Ich überlegte, was man mir in Amerika beigebracht hat und wozu ich das Pferd dort drüben gebraucht habe. Wenn ich mir vorstellte, dass ich in dieser Position des Kopfes die Rinderherde in Ordnung halten soll, ist das ein Wunsch, der nicht durchführbar ist. Um arbeiten zu können, muss das Pferd sehen können, was es arbeiten soll. Im Turnierwesen scheint diese Logik allerdings nicht mehr zu gelten. Da geht es nicht mehr darum, ob man in adäquater Form mit seinem Pferd umgeht, sondern da gilt das Pferd scheinbar nur noch als Sportgerät, das man verwendet, denn anders kann ich mir diese Haltung der Leute, die da zusehen und solchen Reitern auch noch einen Pokal in die Hand drücken, nicht vorstellen.
Heute muss ich mich schämen, Westernreiter zu sein. Ich habe mir geschworen, meinem Pferd das niemals anzutun, nur um auf dem Siegertreppchen zu stehen. Es wäre allenfalls ein Sieg für mich, nicht für mein Pferd. Für mich war der Turnierstart immer Spaß, auch wenn man einen gewissen Ehrgeiz entwickelt hat. Natürlich möchte man gut sein und man freut sich auch, zu gewinnen. Aber wenn gewinnen so ausschaut, dann pfeife ich lieber auf den Start. Für jemanden wie mich, der gelernt hat, in die Seele eines Pferdes zu blicken, der das Pferd als Kamerad, Teamgefährte, Helfer bei der Arbeit und Freund kennengelernt hat, und es auch als solches respektiert, ist die Entwicklung der Reitweise Quälerei und bestimmt nicht mehr das, was sie einmal gewesen ist.

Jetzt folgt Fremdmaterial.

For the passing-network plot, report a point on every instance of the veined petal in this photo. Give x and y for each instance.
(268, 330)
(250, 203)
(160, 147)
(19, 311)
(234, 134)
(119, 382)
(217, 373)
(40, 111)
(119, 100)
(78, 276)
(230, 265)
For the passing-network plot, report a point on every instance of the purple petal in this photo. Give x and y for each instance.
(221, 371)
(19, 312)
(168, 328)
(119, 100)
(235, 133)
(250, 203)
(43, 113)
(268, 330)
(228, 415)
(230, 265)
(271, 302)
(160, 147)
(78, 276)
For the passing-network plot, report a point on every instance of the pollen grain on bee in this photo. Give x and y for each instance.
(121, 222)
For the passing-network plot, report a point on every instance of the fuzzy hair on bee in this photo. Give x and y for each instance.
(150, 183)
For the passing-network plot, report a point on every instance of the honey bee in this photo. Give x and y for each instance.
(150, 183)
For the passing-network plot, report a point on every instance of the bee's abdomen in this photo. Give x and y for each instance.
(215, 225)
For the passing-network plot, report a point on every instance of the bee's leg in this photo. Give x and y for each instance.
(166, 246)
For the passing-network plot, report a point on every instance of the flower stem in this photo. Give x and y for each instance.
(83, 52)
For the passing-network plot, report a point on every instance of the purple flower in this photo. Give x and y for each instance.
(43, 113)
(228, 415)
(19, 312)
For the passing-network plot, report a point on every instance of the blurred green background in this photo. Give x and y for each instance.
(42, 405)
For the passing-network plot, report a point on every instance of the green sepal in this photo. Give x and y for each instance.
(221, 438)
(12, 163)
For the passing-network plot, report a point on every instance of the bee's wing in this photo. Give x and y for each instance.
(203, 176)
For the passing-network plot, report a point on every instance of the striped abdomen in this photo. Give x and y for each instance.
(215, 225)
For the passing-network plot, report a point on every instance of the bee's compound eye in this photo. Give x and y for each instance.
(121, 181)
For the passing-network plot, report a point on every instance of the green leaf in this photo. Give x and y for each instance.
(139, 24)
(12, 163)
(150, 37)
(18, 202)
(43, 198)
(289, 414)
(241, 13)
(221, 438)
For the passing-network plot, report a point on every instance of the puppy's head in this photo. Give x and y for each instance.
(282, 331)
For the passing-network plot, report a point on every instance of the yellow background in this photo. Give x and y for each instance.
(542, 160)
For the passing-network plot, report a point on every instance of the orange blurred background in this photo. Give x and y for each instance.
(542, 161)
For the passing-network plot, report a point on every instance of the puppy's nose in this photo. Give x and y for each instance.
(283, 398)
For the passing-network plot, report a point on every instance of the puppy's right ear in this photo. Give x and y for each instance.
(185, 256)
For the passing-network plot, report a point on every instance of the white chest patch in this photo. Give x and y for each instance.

Jedem Cowboy, der sein Pferd tag täglich dort draußen braucht, würde sich der Magen umdrehen.
Mir ist noch immer unverständlich, warum man so was zulässt, wieso diese Methoden nicht unterbunden werden. Vermutlich, weil die Richter selbst diese Methode bevorzugen, damit auch gewinnen, gut dastehen und nicht merken, dass ihnen das Pferd kein Freund mehr ist, sondern nur noch Mittel zum Zweck. Es tut mir weh, wie eine so herrliche Reitweise so verkommen konnte.
Man kann alles übertreiben
Jeder Laie sieht, dass dieses Pferd nicht glücklich ausschaut. Das Maul geöffnet, den Kopf eingeschraubt, die Augen groß und rund. Will man das wirklich in der Reiterei sehen?
Obwohl vielfach in die Kritik geraten, wird immer so geritten. Ja, nicht alle, aber sehr viele, auch im ganz großen Dressursport, leider auch bei der Westernreitweise und ich frage mich immer wieder ... will man das wirklich sehen?
Um es zu veranschaulichen, hier ein Video. Leider gibt es Verfechter dieser Rollkur, Reiter, die glauben, dass das richtig ist und auch Richter die sagen, das das in Ordnung sei. In Ordnung ist was anderes. Wer an diesen Bilder noch immer nicht erkennt, dass das etwas völlig falsch läuft, der hat etwas an der Reiterei nicht verstanden.